Setting --connect-timeout on wget results in retries - seems to indicate it is some kind of tcp connection problem to tomcat9. But why?

$ wget localhost:8080 --connect-timeout=30
--2023-03-28 07:03:18--  http://localhost:8080/
Resolving localhost (localhost)... 127.0.0.1
Connecting to localhost (localhost)|127.0.0.1|:8080... failed: Connection timed out.
Retrying.

--2023-03-28 07:03:49--  (try: 2)  http://localhost:8080/
Connecting to localhost (localhost)|127.0.0.1|:8080... ^C

Adding address=127.0.0.1 to the server.xml Connector tag got tomcat9 to respond again.
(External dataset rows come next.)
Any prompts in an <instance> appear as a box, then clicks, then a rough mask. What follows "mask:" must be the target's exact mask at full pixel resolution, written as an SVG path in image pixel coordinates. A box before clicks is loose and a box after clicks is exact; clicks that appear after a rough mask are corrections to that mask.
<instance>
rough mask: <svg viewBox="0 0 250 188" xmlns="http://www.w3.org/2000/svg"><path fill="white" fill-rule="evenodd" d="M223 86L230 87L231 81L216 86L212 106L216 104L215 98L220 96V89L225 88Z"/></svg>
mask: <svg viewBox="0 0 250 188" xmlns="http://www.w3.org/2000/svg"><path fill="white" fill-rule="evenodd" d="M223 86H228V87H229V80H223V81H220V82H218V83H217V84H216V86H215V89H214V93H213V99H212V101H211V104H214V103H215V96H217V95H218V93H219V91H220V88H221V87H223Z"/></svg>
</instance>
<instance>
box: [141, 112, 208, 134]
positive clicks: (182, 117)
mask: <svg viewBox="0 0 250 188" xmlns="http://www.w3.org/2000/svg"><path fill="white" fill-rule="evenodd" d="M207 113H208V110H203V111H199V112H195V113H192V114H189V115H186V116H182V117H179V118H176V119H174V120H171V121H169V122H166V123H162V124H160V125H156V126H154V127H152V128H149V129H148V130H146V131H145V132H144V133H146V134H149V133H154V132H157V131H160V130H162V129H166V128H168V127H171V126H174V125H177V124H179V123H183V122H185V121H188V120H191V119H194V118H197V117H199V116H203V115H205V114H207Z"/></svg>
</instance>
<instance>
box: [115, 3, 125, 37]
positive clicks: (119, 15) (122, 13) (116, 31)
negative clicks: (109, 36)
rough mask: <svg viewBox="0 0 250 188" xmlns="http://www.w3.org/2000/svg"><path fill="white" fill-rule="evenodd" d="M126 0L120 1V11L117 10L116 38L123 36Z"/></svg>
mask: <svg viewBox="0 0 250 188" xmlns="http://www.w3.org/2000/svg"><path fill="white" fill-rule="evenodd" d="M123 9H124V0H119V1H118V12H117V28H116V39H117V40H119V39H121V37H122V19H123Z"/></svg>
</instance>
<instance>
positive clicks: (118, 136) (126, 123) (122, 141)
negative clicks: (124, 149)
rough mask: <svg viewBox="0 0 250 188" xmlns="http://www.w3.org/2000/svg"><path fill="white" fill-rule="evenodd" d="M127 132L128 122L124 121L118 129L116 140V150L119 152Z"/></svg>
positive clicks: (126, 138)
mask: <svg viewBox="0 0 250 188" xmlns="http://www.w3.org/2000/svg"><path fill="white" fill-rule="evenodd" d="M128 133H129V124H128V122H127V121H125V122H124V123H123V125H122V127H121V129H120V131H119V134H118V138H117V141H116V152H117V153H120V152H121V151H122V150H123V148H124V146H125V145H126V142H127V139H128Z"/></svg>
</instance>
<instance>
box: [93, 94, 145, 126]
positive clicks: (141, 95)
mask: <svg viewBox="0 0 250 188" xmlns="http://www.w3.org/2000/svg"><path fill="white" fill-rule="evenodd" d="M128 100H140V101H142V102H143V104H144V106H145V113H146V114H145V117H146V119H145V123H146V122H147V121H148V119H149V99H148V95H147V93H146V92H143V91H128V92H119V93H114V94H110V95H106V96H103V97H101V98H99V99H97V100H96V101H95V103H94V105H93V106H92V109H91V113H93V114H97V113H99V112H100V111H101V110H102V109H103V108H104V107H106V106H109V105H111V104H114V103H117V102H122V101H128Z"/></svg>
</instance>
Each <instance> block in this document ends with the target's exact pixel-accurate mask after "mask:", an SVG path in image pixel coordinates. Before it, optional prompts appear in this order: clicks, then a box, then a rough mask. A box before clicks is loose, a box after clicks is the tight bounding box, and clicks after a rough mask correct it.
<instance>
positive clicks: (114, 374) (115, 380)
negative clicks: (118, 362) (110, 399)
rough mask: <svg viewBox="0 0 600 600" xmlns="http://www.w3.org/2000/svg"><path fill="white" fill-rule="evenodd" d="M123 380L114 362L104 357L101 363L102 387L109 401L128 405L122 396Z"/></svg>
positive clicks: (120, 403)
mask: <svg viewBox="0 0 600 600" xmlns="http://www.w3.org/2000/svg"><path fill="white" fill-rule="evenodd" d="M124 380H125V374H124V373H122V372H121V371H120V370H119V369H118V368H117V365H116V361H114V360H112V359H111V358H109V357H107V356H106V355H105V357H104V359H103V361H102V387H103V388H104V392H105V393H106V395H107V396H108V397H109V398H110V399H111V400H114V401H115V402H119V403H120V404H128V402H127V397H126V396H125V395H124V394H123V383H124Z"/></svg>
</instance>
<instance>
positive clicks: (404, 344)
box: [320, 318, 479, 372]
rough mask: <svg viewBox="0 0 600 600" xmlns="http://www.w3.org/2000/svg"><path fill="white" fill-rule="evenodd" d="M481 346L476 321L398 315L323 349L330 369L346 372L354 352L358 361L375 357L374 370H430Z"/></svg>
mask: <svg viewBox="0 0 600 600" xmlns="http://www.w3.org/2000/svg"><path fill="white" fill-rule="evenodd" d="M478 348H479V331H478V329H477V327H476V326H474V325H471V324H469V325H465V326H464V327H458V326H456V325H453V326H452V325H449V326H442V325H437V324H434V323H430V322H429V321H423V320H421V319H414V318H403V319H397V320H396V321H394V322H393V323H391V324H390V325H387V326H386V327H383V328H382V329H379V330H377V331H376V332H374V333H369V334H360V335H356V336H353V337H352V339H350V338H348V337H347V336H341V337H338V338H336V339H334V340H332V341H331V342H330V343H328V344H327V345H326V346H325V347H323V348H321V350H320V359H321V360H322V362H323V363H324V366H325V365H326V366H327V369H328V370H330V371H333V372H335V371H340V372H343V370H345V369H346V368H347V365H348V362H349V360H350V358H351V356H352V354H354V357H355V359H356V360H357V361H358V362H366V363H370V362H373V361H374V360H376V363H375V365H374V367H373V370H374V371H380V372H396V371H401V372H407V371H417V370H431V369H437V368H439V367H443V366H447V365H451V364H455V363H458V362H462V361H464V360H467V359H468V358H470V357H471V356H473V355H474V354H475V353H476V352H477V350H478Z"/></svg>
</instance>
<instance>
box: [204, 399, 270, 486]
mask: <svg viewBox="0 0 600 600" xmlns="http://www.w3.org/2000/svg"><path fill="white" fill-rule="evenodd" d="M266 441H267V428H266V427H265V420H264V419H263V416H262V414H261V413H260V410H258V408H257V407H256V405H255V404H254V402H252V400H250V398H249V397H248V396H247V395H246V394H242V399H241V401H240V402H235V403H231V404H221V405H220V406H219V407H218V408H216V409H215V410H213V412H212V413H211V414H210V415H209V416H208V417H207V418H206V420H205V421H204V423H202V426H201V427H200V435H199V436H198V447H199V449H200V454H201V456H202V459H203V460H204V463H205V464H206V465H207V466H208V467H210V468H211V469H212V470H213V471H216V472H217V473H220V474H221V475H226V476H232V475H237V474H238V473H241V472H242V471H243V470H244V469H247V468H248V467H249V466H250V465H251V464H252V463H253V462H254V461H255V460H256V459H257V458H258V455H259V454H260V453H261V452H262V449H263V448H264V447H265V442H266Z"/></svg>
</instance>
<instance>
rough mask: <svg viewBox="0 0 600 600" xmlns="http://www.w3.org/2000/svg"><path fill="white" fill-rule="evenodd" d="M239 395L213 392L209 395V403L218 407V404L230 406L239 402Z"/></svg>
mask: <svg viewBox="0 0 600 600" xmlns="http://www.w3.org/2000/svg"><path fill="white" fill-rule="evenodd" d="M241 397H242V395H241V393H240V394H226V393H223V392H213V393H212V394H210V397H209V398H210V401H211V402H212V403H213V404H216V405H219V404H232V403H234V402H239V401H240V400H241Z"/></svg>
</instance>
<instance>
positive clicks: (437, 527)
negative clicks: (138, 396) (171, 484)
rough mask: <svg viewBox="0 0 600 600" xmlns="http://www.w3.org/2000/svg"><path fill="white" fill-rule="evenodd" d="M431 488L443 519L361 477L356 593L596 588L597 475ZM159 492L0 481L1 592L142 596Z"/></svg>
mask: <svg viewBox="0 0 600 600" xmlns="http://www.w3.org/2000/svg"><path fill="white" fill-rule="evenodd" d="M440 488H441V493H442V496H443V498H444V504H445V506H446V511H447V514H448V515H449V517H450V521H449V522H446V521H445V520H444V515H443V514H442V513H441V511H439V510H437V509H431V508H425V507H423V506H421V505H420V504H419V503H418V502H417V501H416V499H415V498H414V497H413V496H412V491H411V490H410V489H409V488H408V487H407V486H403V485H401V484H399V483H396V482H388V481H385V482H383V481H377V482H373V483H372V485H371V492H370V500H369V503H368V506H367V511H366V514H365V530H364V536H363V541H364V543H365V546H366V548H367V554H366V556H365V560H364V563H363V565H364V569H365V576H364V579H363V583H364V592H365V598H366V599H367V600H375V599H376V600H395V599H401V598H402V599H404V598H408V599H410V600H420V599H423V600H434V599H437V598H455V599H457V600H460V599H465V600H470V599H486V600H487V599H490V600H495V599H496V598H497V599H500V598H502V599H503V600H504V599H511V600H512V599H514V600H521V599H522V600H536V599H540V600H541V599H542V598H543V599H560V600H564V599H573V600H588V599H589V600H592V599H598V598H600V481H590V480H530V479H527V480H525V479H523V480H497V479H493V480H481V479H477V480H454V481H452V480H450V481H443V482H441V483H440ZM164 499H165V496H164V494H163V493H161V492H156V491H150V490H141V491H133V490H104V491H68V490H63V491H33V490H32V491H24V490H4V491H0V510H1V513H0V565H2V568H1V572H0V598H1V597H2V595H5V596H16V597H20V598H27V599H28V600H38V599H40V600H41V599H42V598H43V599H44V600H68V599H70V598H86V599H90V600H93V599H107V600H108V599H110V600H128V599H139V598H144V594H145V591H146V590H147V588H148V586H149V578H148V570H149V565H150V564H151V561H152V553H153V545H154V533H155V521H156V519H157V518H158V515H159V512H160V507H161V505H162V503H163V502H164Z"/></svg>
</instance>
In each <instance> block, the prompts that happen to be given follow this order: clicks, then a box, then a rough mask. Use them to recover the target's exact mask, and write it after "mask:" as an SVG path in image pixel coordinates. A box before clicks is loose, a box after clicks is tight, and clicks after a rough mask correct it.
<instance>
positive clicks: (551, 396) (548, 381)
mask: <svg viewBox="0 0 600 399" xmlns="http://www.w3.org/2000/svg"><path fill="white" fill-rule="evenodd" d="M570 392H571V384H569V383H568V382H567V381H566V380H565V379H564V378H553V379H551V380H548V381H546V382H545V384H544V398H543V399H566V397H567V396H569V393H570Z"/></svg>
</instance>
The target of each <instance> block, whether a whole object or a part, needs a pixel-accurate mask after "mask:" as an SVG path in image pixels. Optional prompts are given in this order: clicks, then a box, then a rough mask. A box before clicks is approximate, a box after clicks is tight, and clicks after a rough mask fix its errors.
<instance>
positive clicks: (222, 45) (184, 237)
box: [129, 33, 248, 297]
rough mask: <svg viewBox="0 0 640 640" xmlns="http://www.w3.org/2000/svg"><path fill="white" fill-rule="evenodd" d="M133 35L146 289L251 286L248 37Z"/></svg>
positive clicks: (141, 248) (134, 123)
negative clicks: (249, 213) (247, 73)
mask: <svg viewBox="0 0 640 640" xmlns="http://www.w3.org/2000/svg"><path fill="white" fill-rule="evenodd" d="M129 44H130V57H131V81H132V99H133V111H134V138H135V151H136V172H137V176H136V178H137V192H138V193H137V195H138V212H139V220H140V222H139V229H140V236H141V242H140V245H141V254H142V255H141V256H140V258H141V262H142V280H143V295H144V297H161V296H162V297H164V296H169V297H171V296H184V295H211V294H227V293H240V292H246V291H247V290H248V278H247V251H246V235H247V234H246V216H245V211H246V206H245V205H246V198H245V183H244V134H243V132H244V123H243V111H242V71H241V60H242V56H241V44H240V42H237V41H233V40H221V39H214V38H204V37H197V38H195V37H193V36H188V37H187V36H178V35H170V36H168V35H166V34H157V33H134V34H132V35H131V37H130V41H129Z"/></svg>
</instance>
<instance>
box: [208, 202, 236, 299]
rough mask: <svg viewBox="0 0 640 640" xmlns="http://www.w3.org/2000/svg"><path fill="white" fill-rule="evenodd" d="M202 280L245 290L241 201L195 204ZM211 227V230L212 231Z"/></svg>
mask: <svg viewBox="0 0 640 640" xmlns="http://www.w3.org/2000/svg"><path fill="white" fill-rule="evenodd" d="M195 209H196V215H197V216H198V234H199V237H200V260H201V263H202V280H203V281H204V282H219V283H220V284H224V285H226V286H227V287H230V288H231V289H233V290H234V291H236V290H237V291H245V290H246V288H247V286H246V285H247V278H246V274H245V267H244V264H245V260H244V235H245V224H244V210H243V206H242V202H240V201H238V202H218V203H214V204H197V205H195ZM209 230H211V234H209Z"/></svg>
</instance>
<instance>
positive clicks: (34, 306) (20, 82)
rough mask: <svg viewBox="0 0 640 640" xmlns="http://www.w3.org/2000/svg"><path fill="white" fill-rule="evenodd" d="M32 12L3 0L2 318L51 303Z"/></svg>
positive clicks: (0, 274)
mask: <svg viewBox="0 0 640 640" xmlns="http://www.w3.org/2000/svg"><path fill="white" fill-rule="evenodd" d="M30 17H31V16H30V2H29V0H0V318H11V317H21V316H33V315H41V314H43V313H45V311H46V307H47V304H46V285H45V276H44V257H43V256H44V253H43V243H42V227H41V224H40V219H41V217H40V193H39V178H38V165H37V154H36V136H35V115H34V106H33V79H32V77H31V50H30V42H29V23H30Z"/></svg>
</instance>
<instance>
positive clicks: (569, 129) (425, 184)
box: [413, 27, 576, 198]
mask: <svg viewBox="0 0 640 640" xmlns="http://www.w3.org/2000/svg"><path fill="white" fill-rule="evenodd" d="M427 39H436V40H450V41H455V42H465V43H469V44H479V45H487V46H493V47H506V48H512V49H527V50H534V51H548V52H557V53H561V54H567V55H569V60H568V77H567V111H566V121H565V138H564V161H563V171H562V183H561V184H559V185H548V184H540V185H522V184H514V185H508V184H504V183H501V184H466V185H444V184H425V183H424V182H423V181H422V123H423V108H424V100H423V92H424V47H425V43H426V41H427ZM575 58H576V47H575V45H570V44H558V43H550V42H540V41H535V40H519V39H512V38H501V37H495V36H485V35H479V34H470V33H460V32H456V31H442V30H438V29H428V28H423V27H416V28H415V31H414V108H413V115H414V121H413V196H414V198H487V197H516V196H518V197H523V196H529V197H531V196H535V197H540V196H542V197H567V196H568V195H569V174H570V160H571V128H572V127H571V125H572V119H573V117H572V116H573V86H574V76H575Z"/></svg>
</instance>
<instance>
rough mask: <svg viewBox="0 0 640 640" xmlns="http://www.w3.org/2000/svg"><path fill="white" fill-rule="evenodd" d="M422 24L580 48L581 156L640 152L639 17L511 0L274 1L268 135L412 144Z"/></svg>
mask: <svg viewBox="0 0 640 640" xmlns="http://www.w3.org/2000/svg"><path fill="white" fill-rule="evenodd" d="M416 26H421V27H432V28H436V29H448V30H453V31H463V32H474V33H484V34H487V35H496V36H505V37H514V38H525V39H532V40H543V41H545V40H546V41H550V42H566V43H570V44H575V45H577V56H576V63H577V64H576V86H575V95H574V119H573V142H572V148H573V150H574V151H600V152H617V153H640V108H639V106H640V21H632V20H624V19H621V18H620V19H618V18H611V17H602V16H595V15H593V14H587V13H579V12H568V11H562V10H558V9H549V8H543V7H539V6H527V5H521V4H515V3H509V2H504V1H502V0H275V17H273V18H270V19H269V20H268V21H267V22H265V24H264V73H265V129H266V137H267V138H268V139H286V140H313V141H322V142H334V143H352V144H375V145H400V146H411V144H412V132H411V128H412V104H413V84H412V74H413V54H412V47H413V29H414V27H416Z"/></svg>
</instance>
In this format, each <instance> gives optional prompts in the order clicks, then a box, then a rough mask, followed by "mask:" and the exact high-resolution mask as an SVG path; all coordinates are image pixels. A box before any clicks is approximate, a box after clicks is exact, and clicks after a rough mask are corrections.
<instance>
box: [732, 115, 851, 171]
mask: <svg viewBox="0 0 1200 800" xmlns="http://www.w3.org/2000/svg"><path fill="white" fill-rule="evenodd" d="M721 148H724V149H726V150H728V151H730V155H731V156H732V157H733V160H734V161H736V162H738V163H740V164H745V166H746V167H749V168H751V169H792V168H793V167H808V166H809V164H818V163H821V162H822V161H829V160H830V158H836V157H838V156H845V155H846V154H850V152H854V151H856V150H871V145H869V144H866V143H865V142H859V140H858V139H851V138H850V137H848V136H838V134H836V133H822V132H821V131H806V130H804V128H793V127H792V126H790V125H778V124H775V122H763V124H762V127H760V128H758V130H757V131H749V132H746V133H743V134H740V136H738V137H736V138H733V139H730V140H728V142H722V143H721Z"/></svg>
There was not previously an address attribute on that tag.

However, it was responding previously without that, and I have another server (like a staging) that is setup using the exact same config (running the exact same Ansible provisioning scripts) that does NOT require that address change. I do not have high confidence that this is a lasting solution.

When I shutdown of a non-responsive run of the tomcat server, this is what the catalina.out logs look like: Xwiki problems related to network requests · GitHub

Basically what I am discovering is that when I start tomcat, I may get a responsive server or a non-responsive server. It seems fairly arbitrary which I will get on any particular attempt.

Continuing to post here in case anyone else comes across this problem and knows what to debug or look for to fix.

protocol says tcp6 while the upstream 127.0.0.1 appears tcp4 … maybe that’s something to look at?

… I’m not exactly an expert tho so take it for what it’s worth!

Good luck!

I don’t think it is related. Just just removed the address=127.0.0.1 parameter from server.xml and it is responding to requests, so I believe that is a red herring.

Weirdly, after fixing "My Activity Stream" just a stack trace, the server started responding to requests immediately. I don’t want to get my hopes up, but maybe there was a bad startup path that involved that problem. Only time and testing will tell. :slight_smile: